At the school, Jam is placed in an exclusive, invite-only “special topics” English class with an intimate handful of other students. They study Sylvia Plath (hence the wordplay between The Bell Jar and Belzhar) the entire semester, and like Plath, must make regular journal entries throughout. These journals come with a special ability to help the students process their grief and pain in a very unique way.

Throughout the book, I was interested in the story, but had to keep taking two-second reading breaks to roll my eyes. I really dislike romances where the characters don’t show me how they have a long-term sustainable relationship based on something other than, “I just knew it,” or “We had a special connection.” I couldn’t get past how Jam was so in love with a guy that she knew for approximately a month, and whom we as the reader know nothing about besides she thinks he’s hot.

I’m glad I kept reading, however (full disclosure: until 3am). The author, Meg Wolitzer, is not a bad writer of romances, and everything made sense in such a clear way in the end. It’s one of those endings that makes you think back and remember all the clues and hints that were dropped along the way. Like, “Duh, dumb Alisa, why didn’t you pay more attention!?”

As the book progresses, Jam begins another relationship with a guy at the boarding school. She struggles with feeling like she is cheating on the dead British bloke, but Wolitzer makes an elegant contrast between the ways the two different guys treat Jam. It’s not in-your-face and preachy, like some authors that are new to the YA club tend to be. The ongoing comparisons are quiet and demure, yet I think that it could help out a reader who is wondering if their current relationship is healthy or not.

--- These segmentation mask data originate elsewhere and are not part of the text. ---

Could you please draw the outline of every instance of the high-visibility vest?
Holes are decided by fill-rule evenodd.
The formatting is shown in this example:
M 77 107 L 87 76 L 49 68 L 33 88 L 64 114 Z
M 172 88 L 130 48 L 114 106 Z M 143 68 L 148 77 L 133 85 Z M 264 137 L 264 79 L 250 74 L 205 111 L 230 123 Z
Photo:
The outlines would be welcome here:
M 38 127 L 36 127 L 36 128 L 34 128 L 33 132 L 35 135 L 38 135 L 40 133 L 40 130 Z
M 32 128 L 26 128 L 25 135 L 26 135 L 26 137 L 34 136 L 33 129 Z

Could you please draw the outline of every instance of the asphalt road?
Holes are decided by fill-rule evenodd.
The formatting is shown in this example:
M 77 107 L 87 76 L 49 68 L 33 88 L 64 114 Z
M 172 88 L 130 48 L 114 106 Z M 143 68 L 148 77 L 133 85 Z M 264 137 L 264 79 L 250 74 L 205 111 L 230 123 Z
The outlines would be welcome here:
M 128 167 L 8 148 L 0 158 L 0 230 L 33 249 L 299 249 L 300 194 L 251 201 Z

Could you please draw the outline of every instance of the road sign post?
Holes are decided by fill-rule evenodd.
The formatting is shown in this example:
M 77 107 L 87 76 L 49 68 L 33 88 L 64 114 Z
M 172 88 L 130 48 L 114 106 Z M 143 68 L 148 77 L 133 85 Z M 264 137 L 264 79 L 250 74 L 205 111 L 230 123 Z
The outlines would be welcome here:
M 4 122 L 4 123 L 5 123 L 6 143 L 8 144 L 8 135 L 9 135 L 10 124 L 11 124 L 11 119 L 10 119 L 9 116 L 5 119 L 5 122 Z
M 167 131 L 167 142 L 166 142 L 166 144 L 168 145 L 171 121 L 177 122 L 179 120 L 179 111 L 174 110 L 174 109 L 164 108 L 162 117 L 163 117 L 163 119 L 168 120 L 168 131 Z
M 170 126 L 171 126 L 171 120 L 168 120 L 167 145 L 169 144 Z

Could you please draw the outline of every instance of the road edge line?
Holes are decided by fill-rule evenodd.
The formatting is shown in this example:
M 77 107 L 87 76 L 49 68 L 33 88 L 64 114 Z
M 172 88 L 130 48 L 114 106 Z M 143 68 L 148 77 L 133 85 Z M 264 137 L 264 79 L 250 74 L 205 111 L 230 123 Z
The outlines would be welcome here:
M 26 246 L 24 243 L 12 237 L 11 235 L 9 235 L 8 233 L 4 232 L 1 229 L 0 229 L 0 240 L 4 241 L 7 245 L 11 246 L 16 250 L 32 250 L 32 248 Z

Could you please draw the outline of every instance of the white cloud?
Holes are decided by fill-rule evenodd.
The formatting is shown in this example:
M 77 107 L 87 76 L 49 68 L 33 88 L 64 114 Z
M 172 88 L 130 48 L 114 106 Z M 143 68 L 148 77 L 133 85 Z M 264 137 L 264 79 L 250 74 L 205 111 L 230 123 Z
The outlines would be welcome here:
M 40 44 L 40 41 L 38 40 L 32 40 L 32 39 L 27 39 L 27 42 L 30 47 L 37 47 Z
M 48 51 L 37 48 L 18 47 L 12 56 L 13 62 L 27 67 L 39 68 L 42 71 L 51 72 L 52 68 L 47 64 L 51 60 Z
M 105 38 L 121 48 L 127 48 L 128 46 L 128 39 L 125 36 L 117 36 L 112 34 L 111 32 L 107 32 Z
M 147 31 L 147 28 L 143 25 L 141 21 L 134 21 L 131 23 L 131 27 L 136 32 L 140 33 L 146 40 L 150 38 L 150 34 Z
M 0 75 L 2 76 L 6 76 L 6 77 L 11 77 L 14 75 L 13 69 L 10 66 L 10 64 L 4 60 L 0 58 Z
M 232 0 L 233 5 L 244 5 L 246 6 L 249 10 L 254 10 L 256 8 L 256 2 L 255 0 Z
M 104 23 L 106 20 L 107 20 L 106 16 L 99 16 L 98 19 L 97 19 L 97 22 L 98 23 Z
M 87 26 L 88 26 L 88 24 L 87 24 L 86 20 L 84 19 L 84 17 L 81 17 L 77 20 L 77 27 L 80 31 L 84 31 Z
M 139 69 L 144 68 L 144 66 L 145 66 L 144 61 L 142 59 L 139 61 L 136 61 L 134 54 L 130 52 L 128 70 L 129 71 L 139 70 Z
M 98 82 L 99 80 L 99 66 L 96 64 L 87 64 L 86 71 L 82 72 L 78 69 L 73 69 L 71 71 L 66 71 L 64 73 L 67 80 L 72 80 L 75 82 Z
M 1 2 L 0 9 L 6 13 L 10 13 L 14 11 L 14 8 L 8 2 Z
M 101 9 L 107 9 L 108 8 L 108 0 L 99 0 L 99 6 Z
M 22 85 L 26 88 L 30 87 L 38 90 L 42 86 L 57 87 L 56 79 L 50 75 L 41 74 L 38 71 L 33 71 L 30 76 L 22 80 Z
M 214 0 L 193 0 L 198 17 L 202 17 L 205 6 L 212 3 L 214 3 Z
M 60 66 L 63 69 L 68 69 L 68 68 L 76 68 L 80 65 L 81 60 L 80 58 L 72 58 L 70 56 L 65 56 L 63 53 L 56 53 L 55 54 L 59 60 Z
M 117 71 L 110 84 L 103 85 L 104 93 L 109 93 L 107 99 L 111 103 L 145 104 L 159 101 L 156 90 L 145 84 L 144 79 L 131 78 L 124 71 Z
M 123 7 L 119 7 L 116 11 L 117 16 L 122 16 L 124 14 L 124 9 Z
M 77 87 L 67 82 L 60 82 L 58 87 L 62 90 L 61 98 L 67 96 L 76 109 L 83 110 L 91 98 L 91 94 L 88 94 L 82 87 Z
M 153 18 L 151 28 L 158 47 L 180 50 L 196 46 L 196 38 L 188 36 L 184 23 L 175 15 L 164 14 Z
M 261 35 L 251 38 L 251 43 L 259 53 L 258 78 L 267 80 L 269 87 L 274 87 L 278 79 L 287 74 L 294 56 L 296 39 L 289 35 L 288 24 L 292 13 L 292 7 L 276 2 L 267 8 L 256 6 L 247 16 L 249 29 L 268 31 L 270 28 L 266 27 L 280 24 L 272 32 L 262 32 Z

Despite my review’s focus on the romances in the story, the Belzhar’s overall message isn’t about dating. All of the characters are trying to stay living in the past, and are missing out on the present as a consequence. The story is built to illustrate the problems of being too self-abrading with mistakes (hellooo, perfectionist self!), and left me with a powerful punch of one of my favorite self-affirmations: You cannot go back. You can only go forward.